Your ventilated patient has his bed elevated 45o. During his scheduled repositioning and turning, you notice redness on his sacrum. You also notice he keeps slipping down in the bed.

  1. What actions should be taken now?
  2. Your preceptor discusses the possibility of lowering the bed elevation to about 30o. Is this appropriate for his patient? Why or why not? What evidence supports your answer?
  3. If the bed elevation is lowered, what findings would you monitor to determine if this was the best intervention?

A mother brings her 1-month-old infant into the community clinic with reports of poor feeding. After completing your assessment, you notice the child whimpering without tears and that he weighs 6 lbs. 5 oz., the same as his birth weight.

  1. What patient problems/conditions/diagnoses are consistent with these findings?
  2. What other assessment finding would you expect?
  3. What additional information is needed to support your findings?
  4. What questions would you ask the mother?

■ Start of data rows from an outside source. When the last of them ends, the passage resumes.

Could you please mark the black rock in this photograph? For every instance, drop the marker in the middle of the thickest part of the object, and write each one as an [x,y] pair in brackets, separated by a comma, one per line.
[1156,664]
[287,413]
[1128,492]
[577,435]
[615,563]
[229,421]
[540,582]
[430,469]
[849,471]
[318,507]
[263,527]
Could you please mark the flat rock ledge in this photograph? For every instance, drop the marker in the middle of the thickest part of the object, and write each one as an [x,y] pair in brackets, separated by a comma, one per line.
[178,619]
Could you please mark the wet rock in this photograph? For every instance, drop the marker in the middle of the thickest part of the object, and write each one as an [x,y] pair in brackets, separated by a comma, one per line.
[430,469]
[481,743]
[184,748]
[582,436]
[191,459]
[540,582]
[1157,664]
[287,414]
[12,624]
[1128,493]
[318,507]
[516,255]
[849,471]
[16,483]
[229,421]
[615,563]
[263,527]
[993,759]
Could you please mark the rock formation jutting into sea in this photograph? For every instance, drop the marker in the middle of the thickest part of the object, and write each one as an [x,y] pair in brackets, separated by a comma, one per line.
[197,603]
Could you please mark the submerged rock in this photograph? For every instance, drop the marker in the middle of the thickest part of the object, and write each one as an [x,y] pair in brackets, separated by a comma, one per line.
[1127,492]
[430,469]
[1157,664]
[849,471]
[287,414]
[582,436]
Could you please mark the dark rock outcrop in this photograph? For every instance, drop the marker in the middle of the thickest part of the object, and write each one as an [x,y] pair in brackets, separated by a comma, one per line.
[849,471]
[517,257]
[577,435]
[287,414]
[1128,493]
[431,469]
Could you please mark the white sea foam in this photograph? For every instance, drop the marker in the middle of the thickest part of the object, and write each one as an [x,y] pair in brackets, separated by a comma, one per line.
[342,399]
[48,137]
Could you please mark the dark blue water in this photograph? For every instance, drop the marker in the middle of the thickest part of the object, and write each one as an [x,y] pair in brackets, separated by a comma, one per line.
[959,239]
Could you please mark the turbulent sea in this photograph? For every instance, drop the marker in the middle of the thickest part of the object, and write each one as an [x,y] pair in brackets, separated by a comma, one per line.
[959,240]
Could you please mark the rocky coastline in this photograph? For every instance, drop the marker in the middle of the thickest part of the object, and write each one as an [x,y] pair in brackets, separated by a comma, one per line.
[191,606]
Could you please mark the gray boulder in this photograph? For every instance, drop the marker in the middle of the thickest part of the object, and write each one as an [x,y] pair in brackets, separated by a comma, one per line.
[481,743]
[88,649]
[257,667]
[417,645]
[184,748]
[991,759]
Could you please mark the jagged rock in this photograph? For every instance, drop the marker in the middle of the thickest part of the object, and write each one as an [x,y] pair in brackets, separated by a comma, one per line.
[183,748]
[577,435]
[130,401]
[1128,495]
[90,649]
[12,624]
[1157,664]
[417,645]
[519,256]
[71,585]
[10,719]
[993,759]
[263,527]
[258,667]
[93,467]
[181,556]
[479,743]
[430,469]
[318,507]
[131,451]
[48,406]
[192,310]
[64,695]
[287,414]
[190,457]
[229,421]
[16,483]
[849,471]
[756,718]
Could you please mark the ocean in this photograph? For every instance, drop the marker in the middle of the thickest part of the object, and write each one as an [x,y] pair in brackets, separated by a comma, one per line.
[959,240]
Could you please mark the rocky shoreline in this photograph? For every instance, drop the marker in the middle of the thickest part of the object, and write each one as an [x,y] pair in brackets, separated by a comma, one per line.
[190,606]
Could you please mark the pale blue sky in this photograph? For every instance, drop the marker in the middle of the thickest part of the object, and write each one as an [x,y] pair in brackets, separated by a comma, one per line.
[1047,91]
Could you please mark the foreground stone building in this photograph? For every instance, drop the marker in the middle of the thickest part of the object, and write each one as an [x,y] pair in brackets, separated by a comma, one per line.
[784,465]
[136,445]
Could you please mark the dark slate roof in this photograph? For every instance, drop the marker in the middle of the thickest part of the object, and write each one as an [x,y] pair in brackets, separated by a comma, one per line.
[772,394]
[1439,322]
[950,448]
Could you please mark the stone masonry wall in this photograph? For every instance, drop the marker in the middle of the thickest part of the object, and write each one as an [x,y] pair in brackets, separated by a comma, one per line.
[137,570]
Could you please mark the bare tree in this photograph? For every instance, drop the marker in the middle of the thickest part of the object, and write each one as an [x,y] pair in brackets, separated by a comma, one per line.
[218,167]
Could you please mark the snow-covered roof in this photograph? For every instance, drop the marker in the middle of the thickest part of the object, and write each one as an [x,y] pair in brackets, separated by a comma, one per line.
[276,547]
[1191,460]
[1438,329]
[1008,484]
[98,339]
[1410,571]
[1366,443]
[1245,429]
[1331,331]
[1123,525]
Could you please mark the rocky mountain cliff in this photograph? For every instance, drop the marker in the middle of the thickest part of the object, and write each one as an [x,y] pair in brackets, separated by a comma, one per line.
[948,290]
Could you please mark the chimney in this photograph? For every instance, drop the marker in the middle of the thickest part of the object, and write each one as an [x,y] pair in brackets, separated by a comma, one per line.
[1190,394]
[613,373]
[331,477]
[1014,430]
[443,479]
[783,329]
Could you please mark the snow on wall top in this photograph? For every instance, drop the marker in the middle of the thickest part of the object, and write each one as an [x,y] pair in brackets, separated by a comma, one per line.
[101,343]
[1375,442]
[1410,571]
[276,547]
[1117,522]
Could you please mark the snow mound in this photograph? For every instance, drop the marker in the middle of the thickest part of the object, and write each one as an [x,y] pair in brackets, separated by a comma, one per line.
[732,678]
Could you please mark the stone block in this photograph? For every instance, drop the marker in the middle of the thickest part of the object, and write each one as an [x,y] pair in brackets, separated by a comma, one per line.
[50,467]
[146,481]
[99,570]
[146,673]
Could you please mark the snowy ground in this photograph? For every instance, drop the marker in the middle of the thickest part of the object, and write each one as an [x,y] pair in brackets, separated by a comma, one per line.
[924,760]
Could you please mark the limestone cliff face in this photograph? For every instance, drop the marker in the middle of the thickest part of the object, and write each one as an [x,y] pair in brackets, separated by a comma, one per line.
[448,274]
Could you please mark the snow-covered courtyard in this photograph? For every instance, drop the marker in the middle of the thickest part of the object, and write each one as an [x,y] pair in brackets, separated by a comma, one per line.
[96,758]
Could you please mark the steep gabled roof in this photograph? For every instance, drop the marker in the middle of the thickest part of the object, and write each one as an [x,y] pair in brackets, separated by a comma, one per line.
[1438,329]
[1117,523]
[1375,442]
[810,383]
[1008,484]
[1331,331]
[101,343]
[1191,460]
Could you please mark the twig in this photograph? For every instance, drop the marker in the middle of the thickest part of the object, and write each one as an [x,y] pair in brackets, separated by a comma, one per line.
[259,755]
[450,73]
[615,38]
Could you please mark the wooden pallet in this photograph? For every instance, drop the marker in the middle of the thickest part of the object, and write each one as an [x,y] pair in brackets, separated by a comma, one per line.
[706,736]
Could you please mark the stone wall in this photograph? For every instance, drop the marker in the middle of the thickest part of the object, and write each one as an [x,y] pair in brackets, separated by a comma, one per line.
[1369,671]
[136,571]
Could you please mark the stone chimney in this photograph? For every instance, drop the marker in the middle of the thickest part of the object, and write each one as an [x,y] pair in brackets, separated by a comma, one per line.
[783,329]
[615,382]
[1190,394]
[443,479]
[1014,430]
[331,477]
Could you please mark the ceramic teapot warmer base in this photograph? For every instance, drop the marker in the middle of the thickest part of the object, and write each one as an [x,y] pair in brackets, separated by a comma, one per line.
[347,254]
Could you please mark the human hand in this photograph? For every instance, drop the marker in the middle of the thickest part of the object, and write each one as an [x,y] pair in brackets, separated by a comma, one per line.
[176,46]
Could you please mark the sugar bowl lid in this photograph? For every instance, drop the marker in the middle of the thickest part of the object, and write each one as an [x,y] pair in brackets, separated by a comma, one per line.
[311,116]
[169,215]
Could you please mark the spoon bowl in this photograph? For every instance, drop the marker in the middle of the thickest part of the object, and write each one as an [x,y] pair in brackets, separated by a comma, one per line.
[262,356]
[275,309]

A 19-year-old transgender male comes to the student health center requesting “the morning after pill.” While taking the patient’s vital signs, you notice bruises on the patient’s extremities and laceration in the inside his mouth.

  1. What questions should the nurse ask the patient in the assessment?
  2. What additional information is needed to decide what is wrong with this patient?
  3. What interventions should be done first? Why?
  4. What information would you teach the patient prior to discharge?

A 78-year-old client returns to the extended care facility after having an outpatient CT scan with contrast. The patient refuses dinner and is becoming more agitated. His evening vital signs are temperature 38.1 C, pulse 124 bpm, respirations 28 per min, and blood pressure 89/56. The nurse notices the patient has not voided since before his procedure early this morning.

  1. Are there data of particular concern to you? Why?
  2. Considering possible problems of this patient, what is the priority? Why?
  3. What patient problems/conditions/diagnoses are consistent with these findings?